牟翔飞坦然道:“施年无偿给我妹妹上了那么久的大提琴课,顺手帮他解个围不算什么。”
在施年的笔记本上,牟翔飞的关键词就是“妹妹”。杨司乐没来一餐之前,他正是靠牟翔飞不经意间提及的“我妹妹”记起了后者的身份。
“对了,她现在怎么样?身体好点儿了吗?”
牟翔飞盘着手,看了他一会儿,答:“肿瘤暂时没出现复发的迹象,去年年底正式出院了。当时想着你在休养,不好打扰你,就没和你说。
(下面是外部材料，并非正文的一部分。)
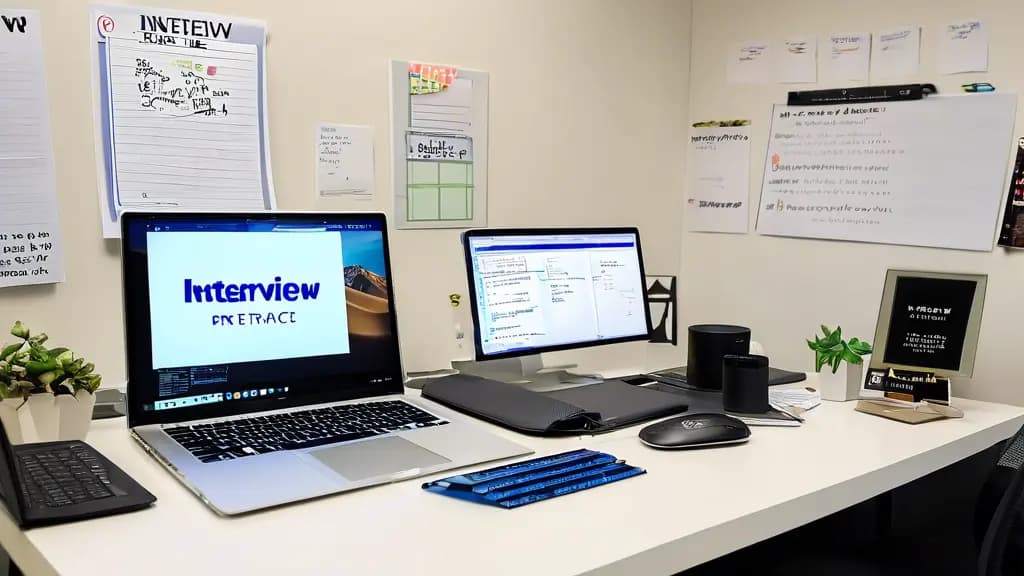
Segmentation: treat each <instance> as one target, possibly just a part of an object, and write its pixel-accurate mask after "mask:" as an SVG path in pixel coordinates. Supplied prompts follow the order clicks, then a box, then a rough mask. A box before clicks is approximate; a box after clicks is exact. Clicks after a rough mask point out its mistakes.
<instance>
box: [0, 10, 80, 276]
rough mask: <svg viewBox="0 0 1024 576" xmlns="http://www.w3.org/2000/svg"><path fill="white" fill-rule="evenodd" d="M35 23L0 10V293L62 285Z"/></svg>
mask: <svg viewBox="0 0 1024 576" xmlns="http://www.w3.org/2000/svg"><path fill="white" fill-rule="evenodd" d="M40 24H41V23H40V18H39V12H38V11H36V10H13V9H7V8H0V78H3V81H2V82H0V117H2V118H3V119H4V120H3V122H2V123H0V288H3V287H6V286H18V285H26V284H48V283H54V282H62V281H63V278H65V272H63V254H62V249H61V244H60V224H59V221H58V218H57V199H56V177H55V174H54V168H53V147H52V141H51V139H50V121H49V109H48V98H47V94H46V66H45V64H44V58H43V40H42V30H41V29H40Z"/></svg>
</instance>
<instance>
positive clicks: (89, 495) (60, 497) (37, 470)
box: [17, 444, 126, 508]
mask: <svg viewBox="0 0 1024 576" xmlns="http://www.w3.org/2000/svg"><path fill="white" fill-rule="evenodd" d="M17 461H18V465H19V467H20V476H22V495H23V497H24V500H25V502H26V503H27V504H28V505H29V506H31V507H36V508H39V507H47V508H56V507H60V506H70V505H72V504H81V503H84V502H89V501H96V500H102V499H104V498H110V497H112V496H124V495H126V492H124V491H123V490H121V489H120V488H118V487H117V486H115V485H114V484H112V483H111V479H110V476H109V472H108V469H106V466H104V465H103V463H102V462H100V461H99V459H97V458H96V457H95V456H94V455H93V453H92V451H90V450H89V449H88V448H87V447H86V446H85V445H82V444H78V445H72V446H69V447H67V448H59V449H56V450H50V451H43V452H27V453H19V454H17Z"/></svg>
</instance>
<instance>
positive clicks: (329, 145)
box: [316, 124, 374, 200]
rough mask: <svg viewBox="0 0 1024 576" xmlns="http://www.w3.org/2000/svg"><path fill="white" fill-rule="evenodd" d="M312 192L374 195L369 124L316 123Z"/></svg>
mask: <svg viewBox="0 0 1024 576" xmlns="http://www.w3.org/2000/svg"><path fill="white" fill-rule="evenodd" d="M316 193H317V195H319V196H321V197H332V196H344V197H348V198H351V199H356V200H373V197H374V130H373V128H372V127H370V126H346V125H342V124H318V125H317V126H316Z"/></svg>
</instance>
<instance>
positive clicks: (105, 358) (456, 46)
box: [0, 0, 690, 385]
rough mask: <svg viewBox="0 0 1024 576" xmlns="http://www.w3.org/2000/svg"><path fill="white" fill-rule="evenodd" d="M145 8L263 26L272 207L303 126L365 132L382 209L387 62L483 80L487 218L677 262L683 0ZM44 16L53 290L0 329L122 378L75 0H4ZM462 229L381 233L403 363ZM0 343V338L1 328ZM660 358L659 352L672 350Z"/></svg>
mask: <svg viewBox="0 0 1024 576" xmlns="http://www.w3.org/2000/svg"><path fill="white" fill-rule="evenodd" d="M148 4H150V5H154V6H159V7H166V8H179V9H202V10H205V11H213V12H221V13H226V14H234V15H239V16H247V17H253V18H259V19H263V20H265V22H266V23H267V26H268V31H269V44H268V49H267V54H268V61H267V68H268V78H269V80H268V92H269V106H270V130H269V133H270V140H271V147H270V148H271V159H272V166H273V176H274V187H275V189H276V194H278V203H279V206H280V207H281V208H283V209H290V210H300V209H315V210H340V209H359V208H364V209H365V207H366V205H351V204H345V203H344V201H338V200H316V199H315V198H314V193H313V171H312V167H313V151H312V141H311V140H312V136H311V134H312V127H313V125H314V123H316V122H319V121H328V122H339V123H353V124H369V125H372V126H374V128H375V131H376V138H377V148H376V172H377V188H378V198H377V202H376V204H374V205H373V206H371V207H372V208H375V209H381V210H386V211H388V212H390V201H391V194H390V175H389V161H388V159H389V158H390V156H389V148H390V142H389V141H388V134H389V124H388V90H387V72H386V63H387V61H388V59H389V58H402V59H418V60H423V61H436V63H443V64H455V65H459V66H463V67H466V68H473V69H478V70H484V71H487V72H489V73H490V74H492V76H490V132H489V136H490V166H489V170H490V177H489V188H490V197H489V202H490V210H489V224H492V225H555V224H564V225H572V224H590V225H604V224H639V225H641V227H642V234H643V240H644V251H645V260H646V265H647V269H648V271H649V272H650V273H662V274H675V273H676V272H677V270H678V263H679V261H680V242H679V239H680V237H681V234H682V233H681V228H680V225H681V222H680V218H679V217H678V214H679V213H680V210H681V205H682V204H681V190H682V186H683V172H682V160H681V159H682V158H683V156H684V148H683V146H684V141H683V137H684V135H685V128H684V127H685V125H686V110H687V105H686V100H687V95H688V87H687V83H686V79H687V75H688V63H689V47H690V43H689V30H690V26H689V17H690V4H689V2H688V1H687V0H678V1H677V0H640V1H629V2H628V1H623V0H515V1H512V0H438V1H436V2H415V1H412V0H364V1H354V0H350V1H328V0H322V1H316V2H313V1H305V0H295V1H290V2H285V1H280V0H256V1H254V0H155V1H154V2H151V3H148ZM4 5H5V6H9V7H26V8H36V9H39V10H41V12H42V19H43V34H44V39H45V46H46V67H47V79H48V82H49V94H50V110H51V115H52V122H51V123H52V130H53V142H54V155H55V157H56V166H57V188H58V195H59V204H60V216H61V231H62V234H63V241H65V248H66V252H67V262H68V263H67V275H68V279H67V282H66V283H63V284H60V285H55V286H43V287H26V288H11V289H3V290H0V322H2V323H3V324H7V323H9V322H11V321H13V320H15V319H20V320H24V321H26V322H27V323H29V324H30V325H31V326H33V327H37V328H40V329H45V330H46V331H47V332H49V333H50V335H51V337H52V338H53V340H54V341H57V342H59V343H62V344H67V345H71V346H74V347H75V348H76V349H77V351H80V352H81V353H82V354H83V355H86V356H87V357H89V358H90V359H92V360H94V361H95V362H96V365H97V367H98V368H99V369H100V370H101V371H102V373H103V374H104V376H105V377H106V384H108V385H119V384H120V383H121V382H123V380H124V367H123V353H122V351H123V331H122V318H121V281H120V269H119V259H118V251H119V243H118V242H117V241H104V240H102V239H101V237H100V228H99V211H98V206H97V201H96V176H95V166H96V164H95V152H96V151H95V150H94V146H93V125H92V94H91V90H90V73H89V49H90V46H89V30H90V26H91V23H90V22H89V16H88V2H87V1H85V0H59V1H58V0H48V1H43V0H40V1H26V0H7V1H6V2H5V3H4ZM460 254H461V252H460V246H459V240H458V232H455V231H424V232H396V233H394V236H393V240H392V255H393V260H394V276H395V279H396V280H395V286H396V290H397V300H398V302H397V304H398V310H399V314H400V316H399V319H400V320H399V331H400V333H401V340H402V352H403V356H404V359H406V366H407V369H409V370H424V369H433V368H440V367H442V366H445V365H446V361H447V358H449V354H450V344H449V340H450V334H451V331H452V330H451V326H452V313H451V310H450V307H449V305H447V303H446V302H447V298H446V295H447V294H449V293H450V292H454V291H462V290H464V289H465V273H464V272H463V264H462V259H461V256H460ZM3 339H5V338H3V337H0V340H3ZM648 354H654V355H657V354H660V355H662V356H665V355H668V356H669V357H670V358H671V360H674V359H675V354H676V353H675V351H673V349H672V348H671V347H668V348H667V347H665V346H662V347H656V346H645V345H643V344H629V345H617V346H609V347H605V348H600V349H598V351H587V352H585V353H581V354H577V355H573V356H572V360H580V361H582V362H583V363H584V364H589V365H591V366H593V367H595V368H600V367H602V366H613V365H615V364H623V363H637V364H642V362H643V358H645V357H646V356H647V355H648ZM671 360H670V362H671Z"/></svg>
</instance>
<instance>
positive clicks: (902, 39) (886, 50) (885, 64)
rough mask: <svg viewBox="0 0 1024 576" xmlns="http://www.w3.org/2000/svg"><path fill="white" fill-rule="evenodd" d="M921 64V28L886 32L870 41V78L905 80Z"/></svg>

”
杨司乐和施年异口同声:“真的吗?”
两人惊讶地对视一眼,又同时看向牟翔飞,不分先后道:“太好了!”
牟翔飞难得一笑:“挺默契啊。”
杨司乐大方地搂住施年的肩膀,没忍住跟他嘚瑟:“当然啦,我们现在跟你和陈老板是一样的关系。”
施年没懂,低声问杨司乐:“陈老板是谁?”
杨司乐和他咬耳朵:“以前给今宵提供场地的火锅店老板,人特别好,是牟翔飞的现任男朋友。”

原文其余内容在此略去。